Of my own situation I wrote: “In one day I typically receive 510 pieces of regular junk mail, 1525 regular letters, 5 pieces of campus mail, 5 reports or documents (not all technical), 510 incoming phone calls, 1020 local electronic messages, and 1020 external electronic messages. Although many of these messages are discarded or forwarded to others for handling, much of my time is required to skim and dispatch them. Although I save only those reports whose titles and abstracts sound very interesting, the pile of unread reports continues to grow on the table in my office.” (How quaint the terminology: mail and electronic messages instead of postal mail and email.)

Then, looking to the future, I wrote with trepidation: “Beyond the riptide of normal business mail lies a tidal wave of electronic junk mail. It is now trivial for any user to send copies of virtually any document to large sets of others. … The growth of new networks such as CSNET and USENET only adds to the heights of the waves of materials that try to flood any given person’s mailbox. It is clear that some attention must be paid to the processes of receiving information, and preventing unwanted reception.”

In the past quarter-century, the tsunami arrived. Most of us routinely see hundreds of daily email messages. Many come with attached documents or long email threads that someone wants us to read and act on. The Web is so large that we can find things only with powerful search tools like Google, and even then we often find tens of thousands of matches to our keywords. Since we almost always select from the first 10 items on the match list, we’re often left with a nagging suspicion that we missed something really useful farther down the list.
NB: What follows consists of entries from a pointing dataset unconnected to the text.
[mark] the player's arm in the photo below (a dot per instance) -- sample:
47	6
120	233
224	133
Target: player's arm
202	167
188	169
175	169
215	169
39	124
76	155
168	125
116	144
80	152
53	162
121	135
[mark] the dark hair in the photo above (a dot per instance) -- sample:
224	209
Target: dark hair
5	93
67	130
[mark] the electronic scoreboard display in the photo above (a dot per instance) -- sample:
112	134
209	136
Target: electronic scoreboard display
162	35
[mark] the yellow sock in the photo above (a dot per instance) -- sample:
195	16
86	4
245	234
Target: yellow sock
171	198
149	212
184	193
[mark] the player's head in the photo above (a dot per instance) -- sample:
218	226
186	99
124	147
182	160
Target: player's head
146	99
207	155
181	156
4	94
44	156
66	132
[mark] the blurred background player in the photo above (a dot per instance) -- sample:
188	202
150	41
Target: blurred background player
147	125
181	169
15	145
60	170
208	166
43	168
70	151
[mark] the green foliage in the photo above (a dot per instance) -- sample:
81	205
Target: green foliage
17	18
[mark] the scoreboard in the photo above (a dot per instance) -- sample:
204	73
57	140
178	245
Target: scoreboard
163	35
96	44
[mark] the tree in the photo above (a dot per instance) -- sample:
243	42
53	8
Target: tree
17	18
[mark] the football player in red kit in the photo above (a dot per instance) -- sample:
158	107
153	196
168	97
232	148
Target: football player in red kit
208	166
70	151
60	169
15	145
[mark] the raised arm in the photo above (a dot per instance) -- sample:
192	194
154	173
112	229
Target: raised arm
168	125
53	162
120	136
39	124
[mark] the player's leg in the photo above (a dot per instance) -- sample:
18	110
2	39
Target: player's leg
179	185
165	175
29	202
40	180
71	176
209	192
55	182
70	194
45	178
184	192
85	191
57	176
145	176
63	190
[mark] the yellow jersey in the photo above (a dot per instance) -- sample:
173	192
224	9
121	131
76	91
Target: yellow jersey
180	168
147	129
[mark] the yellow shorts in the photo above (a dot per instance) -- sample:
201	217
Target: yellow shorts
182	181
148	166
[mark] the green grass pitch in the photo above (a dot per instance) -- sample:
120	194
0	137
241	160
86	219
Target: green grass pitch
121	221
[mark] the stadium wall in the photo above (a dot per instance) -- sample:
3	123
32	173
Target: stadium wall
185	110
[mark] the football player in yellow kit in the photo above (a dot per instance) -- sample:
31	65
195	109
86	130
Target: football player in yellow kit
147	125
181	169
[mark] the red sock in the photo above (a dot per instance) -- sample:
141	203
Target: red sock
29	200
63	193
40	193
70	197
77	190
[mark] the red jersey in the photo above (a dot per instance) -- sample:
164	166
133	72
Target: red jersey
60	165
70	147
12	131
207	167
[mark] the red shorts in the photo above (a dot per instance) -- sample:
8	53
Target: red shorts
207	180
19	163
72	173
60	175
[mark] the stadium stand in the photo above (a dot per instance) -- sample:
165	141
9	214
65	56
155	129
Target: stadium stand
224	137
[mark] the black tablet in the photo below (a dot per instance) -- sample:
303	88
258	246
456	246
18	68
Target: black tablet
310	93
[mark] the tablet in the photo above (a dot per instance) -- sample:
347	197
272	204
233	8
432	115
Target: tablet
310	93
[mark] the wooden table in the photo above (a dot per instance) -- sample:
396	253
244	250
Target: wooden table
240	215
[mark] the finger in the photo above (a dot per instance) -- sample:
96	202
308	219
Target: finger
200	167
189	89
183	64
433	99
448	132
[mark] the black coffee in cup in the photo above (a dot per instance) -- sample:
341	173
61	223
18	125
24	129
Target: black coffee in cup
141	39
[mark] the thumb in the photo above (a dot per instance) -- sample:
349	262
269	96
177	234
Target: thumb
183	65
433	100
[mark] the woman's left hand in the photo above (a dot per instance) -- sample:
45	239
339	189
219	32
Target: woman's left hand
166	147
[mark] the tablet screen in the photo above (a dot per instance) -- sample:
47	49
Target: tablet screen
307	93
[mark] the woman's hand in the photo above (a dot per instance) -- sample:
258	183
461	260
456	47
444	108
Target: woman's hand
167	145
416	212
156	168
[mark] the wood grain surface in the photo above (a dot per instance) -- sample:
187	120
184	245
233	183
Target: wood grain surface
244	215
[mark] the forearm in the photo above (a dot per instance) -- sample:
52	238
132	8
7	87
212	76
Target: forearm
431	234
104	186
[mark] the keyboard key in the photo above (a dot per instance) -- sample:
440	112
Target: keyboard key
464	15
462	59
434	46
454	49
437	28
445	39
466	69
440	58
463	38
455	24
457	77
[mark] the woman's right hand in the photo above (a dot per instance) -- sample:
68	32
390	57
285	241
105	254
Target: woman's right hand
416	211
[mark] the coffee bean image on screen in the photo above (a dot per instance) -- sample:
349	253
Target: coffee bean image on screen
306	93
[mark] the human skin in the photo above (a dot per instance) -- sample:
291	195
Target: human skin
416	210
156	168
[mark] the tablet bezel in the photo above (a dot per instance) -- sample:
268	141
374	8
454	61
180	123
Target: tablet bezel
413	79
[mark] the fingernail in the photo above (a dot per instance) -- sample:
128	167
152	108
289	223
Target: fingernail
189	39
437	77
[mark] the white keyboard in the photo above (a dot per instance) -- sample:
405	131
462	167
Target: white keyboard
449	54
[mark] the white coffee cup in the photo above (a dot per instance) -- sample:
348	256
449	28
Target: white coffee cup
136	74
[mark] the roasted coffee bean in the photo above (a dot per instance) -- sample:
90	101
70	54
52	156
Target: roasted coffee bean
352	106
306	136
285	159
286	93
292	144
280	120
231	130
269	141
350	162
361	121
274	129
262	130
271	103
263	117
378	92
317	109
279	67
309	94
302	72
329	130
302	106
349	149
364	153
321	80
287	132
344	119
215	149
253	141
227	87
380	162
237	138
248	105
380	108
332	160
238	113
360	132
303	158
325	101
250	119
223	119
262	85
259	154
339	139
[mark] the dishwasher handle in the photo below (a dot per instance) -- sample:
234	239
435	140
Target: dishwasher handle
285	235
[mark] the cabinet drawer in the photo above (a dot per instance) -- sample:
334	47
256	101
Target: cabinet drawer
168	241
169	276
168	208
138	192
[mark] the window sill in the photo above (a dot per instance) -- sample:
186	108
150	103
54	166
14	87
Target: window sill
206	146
Despite our large investments in spam filters, our mailboxes keep filling up with junk, drug offers, pornography, sales pitches, attempted virus implantations, scams, and phishing expeditions. I read an estimate recently that spam is now well over 50% of the email transmitted on the Internet and that it costs the U.S. economy over $10B annually in lost productivity.

I mentioned in my letter eight technological aids to limit a user’s received information flow: hierarchical organization of mailboxes, separate private mailboxes, special forms of delivery, content filters, importance numbers, document skimmers, quality certification, and bid-ask threshold reception. All but the last are used today, but even so the tide of filtered information is overwhelming. The Internet easily defeats advanced filters, delivering millions of words per second to brains that can process only 10 words per second.

The Internet technology has given us a tragedy of the commons: anyone can direct large amounts of information to me at virtually no cost to himself. A single advertiser can send a message to a million people, but does not see that the aggregate cost of those recipients spending five seconds each to delete it adds up to 58 days of lost productivity. A single user can waste an hour a day simply deleting 700 unwanted email messages.

Data Smog

The Internet is not the only overwhelming source of data. In 1997, David Shenk published Data Smog, documenting the full extent of the information overload problem [7]. In addition to the Internet, we are offered information from television, radio, fax, phones (regular calls, telemarketing, text and instant messaging, pictures, videos), advertising, and personalized junk mail such as pre-approved credit card applications that must be shredded to avoid the possibility of identity theft. In many of these media, as in the Internet, we must cope with the scourges of spam, scams, viruses, hijacks, and phishing, all adding to the overload.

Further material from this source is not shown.